The nice thing about them is that if you keep the data on the setting for a particular rifle it makes it easy to mount any scope on the rifle then go to the recorded setting, adjust to it and you will be pretty darned close.
drover
My guess is the crown is slightly crooked. I too don't like jamming a rod down the barrel, do it carefully.
I have run into that a couple of times so my protocol is that if the setting is such that I am running out of adjustment on the scope I set a box with a target on it about 10 yards away and fire a shot then adjust from there. In both instances the crown was cut crooked, something to be aware of for sure.
drover
223 Rem, my favorite cartridge - you can't argue with truckloads of dead PD's and gophers.
24hourcampfire.com - The site where there is a problem for every solution.

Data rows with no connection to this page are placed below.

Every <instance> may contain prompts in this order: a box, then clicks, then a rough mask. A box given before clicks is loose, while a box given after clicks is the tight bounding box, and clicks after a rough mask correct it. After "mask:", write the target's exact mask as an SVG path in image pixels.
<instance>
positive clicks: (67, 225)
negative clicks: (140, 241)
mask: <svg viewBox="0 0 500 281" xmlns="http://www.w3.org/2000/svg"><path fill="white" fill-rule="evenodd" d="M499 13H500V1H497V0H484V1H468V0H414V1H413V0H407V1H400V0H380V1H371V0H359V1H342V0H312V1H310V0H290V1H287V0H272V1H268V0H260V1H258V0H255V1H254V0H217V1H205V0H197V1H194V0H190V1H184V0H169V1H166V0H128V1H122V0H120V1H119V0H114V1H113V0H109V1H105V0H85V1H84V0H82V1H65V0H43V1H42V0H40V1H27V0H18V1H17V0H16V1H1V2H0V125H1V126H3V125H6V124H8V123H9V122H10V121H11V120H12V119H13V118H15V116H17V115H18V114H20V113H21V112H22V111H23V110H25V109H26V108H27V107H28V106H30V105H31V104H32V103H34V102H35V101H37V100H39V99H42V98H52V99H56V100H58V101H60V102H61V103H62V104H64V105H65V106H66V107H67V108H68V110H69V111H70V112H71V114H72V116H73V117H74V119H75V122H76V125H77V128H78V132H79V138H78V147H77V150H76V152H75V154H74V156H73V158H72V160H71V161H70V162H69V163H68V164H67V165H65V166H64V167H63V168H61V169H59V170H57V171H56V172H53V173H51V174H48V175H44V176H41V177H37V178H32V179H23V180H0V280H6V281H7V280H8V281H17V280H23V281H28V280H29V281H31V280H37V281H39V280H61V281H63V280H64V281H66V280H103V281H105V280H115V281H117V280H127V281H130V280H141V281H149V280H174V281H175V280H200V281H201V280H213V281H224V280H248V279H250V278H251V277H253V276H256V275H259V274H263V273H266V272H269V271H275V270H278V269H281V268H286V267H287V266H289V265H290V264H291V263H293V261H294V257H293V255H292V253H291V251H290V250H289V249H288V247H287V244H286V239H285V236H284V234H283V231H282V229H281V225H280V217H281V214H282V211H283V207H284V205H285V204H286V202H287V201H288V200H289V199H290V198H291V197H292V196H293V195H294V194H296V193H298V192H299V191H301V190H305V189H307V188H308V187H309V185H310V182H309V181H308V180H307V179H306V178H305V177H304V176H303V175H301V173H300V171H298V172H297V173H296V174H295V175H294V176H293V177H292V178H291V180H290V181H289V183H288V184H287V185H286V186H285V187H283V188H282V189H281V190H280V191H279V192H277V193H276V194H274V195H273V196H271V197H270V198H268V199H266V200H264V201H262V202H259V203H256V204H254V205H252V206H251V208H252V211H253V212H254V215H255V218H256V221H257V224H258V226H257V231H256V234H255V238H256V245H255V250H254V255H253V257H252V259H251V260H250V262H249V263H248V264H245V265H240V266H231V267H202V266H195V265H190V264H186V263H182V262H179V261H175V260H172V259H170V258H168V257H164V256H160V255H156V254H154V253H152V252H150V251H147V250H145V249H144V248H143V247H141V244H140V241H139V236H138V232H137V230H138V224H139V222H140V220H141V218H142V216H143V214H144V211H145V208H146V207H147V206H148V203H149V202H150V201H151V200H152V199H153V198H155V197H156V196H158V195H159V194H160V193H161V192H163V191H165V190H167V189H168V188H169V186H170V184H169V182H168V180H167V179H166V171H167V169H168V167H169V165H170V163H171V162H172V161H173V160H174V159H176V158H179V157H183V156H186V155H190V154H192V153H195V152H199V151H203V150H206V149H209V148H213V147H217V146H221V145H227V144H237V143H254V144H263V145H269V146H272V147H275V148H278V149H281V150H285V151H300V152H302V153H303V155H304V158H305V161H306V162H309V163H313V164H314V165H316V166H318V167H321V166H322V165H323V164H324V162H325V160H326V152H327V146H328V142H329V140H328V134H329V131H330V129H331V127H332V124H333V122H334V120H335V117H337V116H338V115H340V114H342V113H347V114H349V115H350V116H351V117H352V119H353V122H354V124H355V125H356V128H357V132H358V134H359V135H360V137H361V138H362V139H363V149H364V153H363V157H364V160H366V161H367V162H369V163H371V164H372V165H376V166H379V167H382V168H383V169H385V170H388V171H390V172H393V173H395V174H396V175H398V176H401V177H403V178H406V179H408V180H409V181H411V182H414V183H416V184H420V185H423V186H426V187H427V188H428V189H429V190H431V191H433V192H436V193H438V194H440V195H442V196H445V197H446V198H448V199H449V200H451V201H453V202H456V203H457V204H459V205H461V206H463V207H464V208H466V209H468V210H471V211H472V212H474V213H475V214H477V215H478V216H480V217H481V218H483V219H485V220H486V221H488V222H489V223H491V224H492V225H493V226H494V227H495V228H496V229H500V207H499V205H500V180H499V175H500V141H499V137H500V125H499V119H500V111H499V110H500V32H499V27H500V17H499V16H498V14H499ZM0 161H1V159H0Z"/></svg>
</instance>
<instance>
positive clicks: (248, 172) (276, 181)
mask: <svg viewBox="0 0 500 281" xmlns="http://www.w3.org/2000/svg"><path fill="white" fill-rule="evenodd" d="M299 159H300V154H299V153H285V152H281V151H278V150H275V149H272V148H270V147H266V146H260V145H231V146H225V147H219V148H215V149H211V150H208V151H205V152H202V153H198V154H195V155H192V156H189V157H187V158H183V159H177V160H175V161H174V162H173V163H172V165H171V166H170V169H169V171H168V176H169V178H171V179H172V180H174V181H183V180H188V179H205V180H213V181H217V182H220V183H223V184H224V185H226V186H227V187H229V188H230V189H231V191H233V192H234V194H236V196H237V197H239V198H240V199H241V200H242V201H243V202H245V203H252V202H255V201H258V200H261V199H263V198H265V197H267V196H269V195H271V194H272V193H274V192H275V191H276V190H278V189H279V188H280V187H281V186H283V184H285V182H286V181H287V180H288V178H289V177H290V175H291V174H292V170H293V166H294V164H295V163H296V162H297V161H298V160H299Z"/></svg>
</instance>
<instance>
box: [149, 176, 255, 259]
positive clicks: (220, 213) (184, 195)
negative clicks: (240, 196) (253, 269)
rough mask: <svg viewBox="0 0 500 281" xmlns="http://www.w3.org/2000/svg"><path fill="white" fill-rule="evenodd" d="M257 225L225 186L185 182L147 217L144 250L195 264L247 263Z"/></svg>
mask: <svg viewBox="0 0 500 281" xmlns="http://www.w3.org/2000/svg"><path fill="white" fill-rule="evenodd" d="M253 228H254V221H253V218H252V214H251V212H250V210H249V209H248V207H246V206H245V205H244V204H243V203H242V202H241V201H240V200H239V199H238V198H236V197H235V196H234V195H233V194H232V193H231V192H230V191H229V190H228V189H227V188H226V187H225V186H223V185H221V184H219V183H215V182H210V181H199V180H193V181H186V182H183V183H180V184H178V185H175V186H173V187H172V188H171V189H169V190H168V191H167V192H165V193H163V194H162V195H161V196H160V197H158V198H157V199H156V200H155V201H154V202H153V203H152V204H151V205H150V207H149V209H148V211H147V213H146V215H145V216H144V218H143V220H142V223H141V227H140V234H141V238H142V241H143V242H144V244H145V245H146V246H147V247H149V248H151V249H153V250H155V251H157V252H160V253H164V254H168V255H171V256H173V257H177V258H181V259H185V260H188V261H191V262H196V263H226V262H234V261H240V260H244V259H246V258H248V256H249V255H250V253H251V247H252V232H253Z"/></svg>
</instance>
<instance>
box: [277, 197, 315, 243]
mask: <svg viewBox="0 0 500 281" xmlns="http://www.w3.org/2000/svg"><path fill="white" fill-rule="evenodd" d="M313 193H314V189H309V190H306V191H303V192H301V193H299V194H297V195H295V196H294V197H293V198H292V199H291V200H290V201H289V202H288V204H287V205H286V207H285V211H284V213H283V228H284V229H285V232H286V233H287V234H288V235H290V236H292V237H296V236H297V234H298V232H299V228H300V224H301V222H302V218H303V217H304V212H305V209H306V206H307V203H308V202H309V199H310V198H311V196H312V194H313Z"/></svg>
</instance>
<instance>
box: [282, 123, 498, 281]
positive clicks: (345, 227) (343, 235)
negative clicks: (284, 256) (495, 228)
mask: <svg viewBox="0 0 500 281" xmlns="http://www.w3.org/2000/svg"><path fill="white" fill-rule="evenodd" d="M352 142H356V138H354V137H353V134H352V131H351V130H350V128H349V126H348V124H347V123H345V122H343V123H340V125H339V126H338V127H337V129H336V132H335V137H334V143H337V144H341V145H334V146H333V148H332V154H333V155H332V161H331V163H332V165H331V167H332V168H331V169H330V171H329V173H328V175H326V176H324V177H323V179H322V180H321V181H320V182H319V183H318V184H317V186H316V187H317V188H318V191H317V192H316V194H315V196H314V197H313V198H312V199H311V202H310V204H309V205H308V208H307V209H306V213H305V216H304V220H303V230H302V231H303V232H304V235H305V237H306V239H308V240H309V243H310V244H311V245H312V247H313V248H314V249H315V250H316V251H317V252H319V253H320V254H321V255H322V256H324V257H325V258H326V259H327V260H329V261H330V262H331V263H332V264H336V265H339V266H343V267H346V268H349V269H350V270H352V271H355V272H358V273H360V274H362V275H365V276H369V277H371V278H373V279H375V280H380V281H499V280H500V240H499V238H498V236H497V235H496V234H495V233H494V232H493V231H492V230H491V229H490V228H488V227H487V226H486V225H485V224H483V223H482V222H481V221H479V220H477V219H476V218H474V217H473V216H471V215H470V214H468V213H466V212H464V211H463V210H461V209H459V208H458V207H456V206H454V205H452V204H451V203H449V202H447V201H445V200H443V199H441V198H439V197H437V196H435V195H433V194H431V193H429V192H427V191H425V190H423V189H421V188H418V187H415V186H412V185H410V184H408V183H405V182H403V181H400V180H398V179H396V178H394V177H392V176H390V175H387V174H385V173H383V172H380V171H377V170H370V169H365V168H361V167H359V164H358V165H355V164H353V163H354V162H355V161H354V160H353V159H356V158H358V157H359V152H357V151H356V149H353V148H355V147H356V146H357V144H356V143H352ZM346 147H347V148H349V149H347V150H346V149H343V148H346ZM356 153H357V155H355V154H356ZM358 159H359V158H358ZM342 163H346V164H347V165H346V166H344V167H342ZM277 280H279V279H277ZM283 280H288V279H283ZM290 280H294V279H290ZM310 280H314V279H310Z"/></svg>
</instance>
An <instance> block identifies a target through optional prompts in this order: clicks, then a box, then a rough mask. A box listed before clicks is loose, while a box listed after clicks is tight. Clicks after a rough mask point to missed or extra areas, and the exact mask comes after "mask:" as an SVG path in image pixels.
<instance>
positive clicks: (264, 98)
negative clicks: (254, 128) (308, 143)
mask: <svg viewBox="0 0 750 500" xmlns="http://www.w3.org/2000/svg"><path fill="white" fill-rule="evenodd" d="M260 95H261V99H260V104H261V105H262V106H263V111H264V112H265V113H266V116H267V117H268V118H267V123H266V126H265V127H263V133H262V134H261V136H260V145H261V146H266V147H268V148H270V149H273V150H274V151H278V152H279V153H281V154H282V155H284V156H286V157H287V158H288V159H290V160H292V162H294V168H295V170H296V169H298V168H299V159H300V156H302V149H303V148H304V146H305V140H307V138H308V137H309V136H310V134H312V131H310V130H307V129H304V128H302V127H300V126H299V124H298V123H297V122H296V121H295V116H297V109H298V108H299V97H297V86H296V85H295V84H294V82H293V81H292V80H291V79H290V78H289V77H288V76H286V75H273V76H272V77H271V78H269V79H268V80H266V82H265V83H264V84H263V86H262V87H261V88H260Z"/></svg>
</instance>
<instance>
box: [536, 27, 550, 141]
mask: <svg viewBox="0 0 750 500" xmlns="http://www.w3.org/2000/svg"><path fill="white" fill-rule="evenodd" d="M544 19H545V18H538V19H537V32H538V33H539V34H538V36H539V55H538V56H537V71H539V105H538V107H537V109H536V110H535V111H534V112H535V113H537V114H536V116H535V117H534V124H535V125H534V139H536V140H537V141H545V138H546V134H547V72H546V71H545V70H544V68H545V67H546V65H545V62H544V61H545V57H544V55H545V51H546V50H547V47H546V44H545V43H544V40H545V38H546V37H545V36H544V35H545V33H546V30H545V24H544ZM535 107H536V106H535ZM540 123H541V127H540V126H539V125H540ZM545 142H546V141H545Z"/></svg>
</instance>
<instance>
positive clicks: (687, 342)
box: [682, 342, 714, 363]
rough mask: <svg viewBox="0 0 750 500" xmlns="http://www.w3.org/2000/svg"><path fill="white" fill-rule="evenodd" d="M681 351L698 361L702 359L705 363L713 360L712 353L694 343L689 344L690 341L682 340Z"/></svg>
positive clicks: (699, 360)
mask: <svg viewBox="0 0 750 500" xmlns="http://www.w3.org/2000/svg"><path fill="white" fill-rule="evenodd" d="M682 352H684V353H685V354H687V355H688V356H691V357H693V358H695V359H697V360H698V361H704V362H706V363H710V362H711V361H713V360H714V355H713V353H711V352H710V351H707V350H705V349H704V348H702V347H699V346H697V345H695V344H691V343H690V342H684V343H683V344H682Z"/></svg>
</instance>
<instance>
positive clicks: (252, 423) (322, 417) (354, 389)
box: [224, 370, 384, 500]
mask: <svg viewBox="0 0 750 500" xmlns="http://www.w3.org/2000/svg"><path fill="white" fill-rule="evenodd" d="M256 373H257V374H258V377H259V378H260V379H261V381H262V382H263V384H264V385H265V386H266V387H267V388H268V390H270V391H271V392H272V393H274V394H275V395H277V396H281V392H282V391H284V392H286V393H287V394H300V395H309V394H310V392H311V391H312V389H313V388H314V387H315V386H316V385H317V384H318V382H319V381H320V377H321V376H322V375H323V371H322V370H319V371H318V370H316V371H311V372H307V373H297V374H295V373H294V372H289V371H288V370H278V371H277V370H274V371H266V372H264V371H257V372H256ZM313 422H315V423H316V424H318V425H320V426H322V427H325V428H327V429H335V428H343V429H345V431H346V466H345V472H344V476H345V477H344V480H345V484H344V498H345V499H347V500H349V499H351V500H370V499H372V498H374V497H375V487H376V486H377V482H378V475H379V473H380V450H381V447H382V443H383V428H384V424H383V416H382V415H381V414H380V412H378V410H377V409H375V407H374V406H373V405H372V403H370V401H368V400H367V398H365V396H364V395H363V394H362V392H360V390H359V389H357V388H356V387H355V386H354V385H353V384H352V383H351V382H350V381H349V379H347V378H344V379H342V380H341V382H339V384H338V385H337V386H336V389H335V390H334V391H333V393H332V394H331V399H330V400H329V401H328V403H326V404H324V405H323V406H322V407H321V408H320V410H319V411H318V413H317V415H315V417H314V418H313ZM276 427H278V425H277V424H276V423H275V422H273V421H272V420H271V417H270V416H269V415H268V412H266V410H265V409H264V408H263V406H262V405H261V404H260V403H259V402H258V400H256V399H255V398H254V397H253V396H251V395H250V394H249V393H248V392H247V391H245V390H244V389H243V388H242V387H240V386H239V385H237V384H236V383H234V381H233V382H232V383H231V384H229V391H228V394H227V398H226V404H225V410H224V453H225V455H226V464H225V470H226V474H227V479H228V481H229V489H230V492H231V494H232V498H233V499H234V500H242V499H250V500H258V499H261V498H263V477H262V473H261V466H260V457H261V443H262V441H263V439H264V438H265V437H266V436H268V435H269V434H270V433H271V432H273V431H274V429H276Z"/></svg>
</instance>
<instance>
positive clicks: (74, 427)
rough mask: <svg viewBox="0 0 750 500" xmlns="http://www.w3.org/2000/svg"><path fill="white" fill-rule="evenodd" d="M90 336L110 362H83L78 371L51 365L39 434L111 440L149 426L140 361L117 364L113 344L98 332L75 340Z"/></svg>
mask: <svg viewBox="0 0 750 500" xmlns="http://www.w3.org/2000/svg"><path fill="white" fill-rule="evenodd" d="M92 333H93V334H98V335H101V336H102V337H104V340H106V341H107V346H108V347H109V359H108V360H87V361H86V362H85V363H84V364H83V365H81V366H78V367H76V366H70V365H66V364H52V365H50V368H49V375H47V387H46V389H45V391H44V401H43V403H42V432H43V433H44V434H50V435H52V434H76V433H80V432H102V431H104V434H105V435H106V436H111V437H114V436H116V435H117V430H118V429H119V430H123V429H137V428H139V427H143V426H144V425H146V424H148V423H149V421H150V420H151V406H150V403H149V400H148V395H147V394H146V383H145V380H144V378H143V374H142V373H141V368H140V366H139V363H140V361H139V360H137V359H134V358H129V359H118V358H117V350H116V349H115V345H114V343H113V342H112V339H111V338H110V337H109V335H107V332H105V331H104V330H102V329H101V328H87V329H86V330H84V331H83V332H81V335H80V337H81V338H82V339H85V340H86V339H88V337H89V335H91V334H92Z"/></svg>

Haven’t tried any of the rifle bore sighters, but my range rat pal has helped a number of others struggling with the laser types, and says they all were less than impressive. I have tried a shotgun model, but the emitters on the pair I bought are off-center. You can rotate them in the chamber and see the dot make a circle on the target (break action gun).
Not sure about your V-block technique, but I center mine by putting the scope against a mirror and adjusting until the double image of the reticle lines up. You can also count clicks, but the mirror is easier and I suspect more accurate.
Screw holes are easy to check, as are mounted bases. I have caught myself a time or two not getting rings quite straight on the bases; it’s easy to do with some types.
If you reveal your setup, maybe someone will have other suggestions. There’s a whole litany of scope problem solutions but you’re experienced, so I assume you’ve gone down the list.